Summertime: Great Senior-Friendly Vacations II


Pay attention to details

Elder travelers often have special needs, so keep these important tips in mind:

Before the trip…

  • Ask about senior discounts; successful travel does not have to be an expensive proposition. Consider trip cancellation insurance.
  • Invite your elder to have some input about the itinerary. Be flexible.
  • Make sure your elder has foreign country medical insurance. Medicare doesn’t apply outside the United States. If your elder’s Medicare supplement isn’t covered outside the U.S., you may want to purchase travel insurance with medical coverage.
  • Check out hospitals and 24/hour emergency medical centers on route ahead of time.
  • Get necessary immunizations; know how to find medical assistance on the road; pack extra medications and food for special need diets; take precautions for varying climates and altitudes.
  • There’s no need for physically challenged elders to stay home. For a wealth of information on accessible travel, search for “disability travel” on the Internet. Also, if your elder tells you that stair-climbing may be an issue, plan accordingly.
  • Plan for back-up activities for rainy days and long airport delays. Pack books, games, IPods, IPads, and crossword puzzles. Download favorite movies.
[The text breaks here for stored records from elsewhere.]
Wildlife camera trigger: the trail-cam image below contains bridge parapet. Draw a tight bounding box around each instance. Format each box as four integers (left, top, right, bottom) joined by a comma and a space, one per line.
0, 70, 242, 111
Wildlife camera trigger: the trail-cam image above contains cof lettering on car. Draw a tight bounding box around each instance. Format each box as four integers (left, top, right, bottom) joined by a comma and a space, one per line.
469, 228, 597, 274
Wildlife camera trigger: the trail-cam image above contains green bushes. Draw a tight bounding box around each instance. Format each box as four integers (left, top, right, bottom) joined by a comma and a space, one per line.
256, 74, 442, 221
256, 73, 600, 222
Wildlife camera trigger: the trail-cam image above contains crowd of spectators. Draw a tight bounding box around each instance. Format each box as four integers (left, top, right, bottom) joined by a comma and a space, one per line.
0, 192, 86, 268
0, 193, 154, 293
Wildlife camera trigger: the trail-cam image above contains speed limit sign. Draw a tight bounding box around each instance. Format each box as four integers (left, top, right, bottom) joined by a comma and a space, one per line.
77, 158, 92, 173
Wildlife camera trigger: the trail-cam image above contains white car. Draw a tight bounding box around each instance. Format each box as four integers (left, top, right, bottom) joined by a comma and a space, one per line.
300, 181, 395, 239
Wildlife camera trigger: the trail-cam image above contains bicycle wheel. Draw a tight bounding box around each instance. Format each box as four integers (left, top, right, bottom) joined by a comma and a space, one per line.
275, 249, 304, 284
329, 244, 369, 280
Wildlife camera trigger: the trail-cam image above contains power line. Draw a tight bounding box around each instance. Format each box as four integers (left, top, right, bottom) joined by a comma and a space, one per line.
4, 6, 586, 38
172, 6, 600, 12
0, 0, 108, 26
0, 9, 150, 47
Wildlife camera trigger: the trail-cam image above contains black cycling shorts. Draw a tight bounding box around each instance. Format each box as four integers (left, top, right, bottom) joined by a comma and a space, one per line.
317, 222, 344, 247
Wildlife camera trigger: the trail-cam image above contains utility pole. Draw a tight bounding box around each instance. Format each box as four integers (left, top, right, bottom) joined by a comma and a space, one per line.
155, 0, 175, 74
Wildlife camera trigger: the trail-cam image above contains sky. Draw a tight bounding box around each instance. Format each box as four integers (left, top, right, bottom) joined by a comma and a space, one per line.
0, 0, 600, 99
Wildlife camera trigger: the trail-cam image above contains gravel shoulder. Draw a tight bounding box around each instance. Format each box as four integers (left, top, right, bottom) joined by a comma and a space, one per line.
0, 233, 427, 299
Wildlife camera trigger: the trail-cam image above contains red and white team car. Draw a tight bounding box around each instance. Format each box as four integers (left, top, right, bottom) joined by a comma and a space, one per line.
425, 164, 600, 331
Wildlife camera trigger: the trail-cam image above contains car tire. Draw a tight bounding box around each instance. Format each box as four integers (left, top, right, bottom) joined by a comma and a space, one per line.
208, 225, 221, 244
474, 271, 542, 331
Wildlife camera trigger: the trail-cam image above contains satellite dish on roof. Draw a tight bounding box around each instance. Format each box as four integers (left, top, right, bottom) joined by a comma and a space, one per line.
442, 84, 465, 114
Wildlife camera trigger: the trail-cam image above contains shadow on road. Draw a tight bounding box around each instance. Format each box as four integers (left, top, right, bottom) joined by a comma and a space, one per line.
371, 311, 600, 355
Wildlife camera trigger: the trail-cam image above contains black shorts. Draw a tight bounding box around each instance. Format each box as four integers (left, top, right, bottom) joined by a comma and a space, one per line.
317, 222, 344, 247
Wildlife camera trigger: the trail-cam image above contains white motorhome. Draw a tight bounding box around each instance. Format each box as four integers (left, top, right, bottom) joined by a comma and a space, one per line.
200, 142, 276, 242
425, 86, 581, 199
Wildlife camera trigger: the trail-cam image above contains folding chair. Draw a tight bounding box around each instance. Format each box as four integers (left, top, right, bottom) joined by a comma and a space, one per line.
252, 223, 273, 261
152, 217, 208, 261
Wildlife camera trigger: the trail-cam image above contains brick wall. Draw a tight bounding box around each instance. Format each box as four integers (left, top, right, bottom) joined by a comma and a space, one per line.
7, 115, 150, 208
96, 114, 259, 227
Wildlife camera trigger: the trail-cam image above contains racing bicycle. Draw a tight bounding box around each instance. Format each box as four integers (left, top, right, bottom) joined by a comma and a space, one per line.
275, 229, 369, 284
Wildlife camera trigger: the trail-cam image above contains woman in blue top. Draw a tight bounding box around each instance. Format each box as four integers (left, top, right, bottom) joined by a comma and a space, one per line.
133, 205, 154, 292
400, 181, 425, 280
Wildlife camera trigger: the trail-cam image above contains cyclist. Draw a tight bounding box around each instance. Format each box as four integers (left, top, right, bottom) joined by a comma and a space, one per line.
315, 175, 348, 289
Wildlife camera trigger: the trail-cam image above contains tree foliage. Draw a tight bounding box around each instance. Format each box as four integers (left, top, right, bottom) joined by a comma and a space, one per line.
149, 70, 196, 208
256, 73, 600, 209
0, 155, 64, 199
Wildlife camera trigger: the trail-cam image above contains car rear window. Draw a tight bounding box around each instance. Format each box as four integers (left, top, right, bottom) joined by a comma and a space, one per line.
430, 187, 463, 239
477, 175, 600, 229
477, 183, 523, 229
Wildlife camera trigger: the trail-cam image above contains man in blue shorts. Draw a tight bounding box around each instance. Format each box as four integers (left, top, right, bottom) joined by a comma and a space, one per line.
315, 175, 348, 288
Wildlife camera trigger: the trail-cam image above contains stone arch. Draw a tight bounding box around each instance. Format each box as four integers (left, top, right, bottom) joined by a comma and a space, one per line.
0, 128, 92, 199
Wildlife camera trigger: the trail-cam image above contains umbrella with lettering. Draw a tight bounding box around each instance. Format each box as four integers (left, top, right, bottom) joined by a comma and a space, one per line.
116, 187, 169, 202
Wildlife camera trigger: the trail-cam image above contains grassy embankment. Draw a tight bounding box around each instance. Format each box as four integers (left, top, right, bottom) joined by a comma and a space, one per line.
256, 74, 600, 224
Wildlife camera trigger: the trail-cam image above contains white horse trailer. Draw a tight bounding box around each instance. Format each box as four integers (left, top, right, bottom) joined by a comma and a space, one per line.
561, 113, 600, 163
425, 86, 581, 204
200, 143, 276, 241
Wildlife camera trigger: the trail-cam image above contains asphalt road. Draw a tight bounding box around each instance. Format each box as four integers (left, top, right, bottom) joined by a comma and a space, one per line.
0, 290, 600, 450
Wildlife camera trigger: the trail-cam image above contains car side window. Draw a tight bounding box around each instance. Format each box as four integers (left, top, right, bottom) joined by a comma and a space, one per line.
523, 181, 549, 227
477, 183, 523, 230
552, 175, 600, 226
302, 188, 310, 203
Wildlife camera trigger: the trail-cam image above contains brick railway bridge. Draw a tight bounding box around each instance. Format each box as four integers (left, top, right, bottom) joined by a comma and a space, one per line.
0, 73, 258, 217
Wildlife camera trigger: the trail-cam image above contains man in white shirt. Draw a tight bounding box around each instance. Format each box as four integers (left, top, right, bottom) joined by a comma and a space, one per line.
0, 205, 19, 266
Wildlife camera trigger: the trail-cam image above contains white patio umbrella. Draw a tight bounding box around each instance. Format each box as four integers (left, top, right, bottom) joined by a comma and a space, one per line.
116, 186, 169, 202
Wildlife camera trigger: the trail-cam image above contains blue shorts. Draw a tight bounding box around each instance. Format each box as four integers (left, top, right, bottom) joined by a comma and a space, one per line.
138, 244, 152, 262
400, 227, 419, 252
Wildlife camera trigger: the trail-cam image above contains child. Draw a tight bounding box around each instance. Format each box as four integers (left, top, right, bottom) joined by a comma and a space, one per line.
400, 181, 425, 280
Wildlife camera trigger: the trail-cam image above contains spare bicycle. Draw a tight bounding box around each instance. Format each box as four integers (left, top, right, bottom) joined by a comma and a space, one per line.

Check out Internet access before you leave.
  • If your elder cannot handle his/her own luggage, make sure you have a plan in place for luggage assistance.
  • Give copies of your trip itinerary and phone numbers with other family members and trusted neighbors.

On the road…

  • Learn your elder’s routine ahead of time. Does he or she have a regular naptime? Bed time? Try to stick to that routine as much as possible.
  • Elders should be especially careful at high-altitude destinations. Acclimate slowly, and take it very easy the first few days.
  • Intersperse high levels of physical activity with quiet times together, like reading, taking a walk, and watching a movie.
  • Encourage everyone to keep a trip journal and take pictures.

What to do if your elder says, “I don’t want to go.”

If your elder lives with you or close by, and rejects the idea of taking a trip with you, go anyway. Make arrangements for him or her to stay somewhere safe and pleasant while you are on the road. Here are some suggestions:

  • Ask someone you like and trust to stay with your elder.
  • Take up residence in the home of another family member or trusted friend.
  • Consider a caregiver respite center, assisted-living facility or a nursing home that takes residents on a short-term basis. Contact your local agency on aging and your elder’s doctor for referrals.

Every trip comes to an end. Schedule some time later to look over photographs and journals. It may not have been a perfect trip and everything may not have been all you hoped it would be, but the special moments you shared are what you will remember.